The following is an implementation in the Julia language that estimates $$P(X \geq 16.5)$$ where $$X \sim \mathcal{N}(0,1)$$ is a standard Normal random variable.

using Distributions

N=2000  # number of particles
T=10   # number of MCMC steps
q=16.5 # quantile
target=Normal(0.0, 1.0)
K=Normal(0.0, 0.2)  # Markov kernel

m=1
X=sort(rand(target, N))
L=X

while L < q   # as long as there are particles below q
X = X[rand(2:N)]

# Run a Markov chain on the lowermost sample
for t=1:T
y = X + rand(K)
log_alpha = logpdf(target, y) - logpdf(target, X)
if log(rand()) <= log_alpha && y > L
X = y
end
end
X = sort(X)
L = X
m += 1
end
phat = (1.0-1.0/N)^(m-1)
# Estimate, Truth
phat, ccdf(target, q)


Giving the output

(1.4581487078794118e-61,1.8344630031647276e-61)


where the first number is the estimate and the second number is the ground truth, known in this case analytically. The relative estimation accuracy in this case is remarkably, given that this event occurs on average only once every $$10^{61}$$ samples. For this simulation a total of $$m=280,092$$ sample updates have been performed until the algorithm stopped.

## Conclusion

Multilevel splitting is a useful algorithm for estimating the probability of rare events and the recent algorithm of Guyader et al. is practical in that it can be implemented on top of an arbitrary MCMC sampler.

There are caveats, however.
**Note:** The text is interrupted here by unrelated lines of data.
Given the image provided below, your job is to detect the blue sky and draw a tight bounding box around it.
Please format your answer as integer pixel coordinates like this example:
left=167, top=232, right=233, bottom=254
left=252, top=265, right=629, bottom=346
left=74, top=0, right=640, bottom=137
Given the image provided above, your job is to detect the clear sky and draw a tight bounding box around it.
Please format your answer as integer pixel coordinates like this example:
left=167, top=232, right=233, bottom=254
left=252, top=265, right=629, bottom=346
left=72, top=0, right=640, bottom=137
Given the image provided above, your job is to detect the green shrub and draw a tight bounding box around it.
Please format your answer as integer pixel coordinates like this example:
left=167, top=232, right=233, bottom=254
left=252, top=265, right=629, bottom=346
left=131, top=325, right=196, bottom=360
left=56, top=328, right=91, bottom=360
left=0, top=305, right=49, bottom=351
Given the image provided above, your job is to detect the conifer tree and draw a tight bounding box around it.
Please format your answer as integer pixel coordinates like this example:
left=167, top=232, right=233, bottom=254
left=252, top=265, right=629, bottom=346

In the above example, the problem structure is almost ideal for the application of multilevel splitting: a slowly varying continuous function $$\phi$$ whose level sets are topologically connected. This means that the MCMC sampler can mix easily in the restricted subsets and the resulting rare event probabilities can be accurately estimated. If these assumptions are not satisfied the algorithm may fail to work, and current research addresses these more general situations, see, for example this recent paper by Walter.

In summary, although some care is required for the application of multilevel splitting to real problems it is likely to be orders of magnitude more efficient than naive approaches.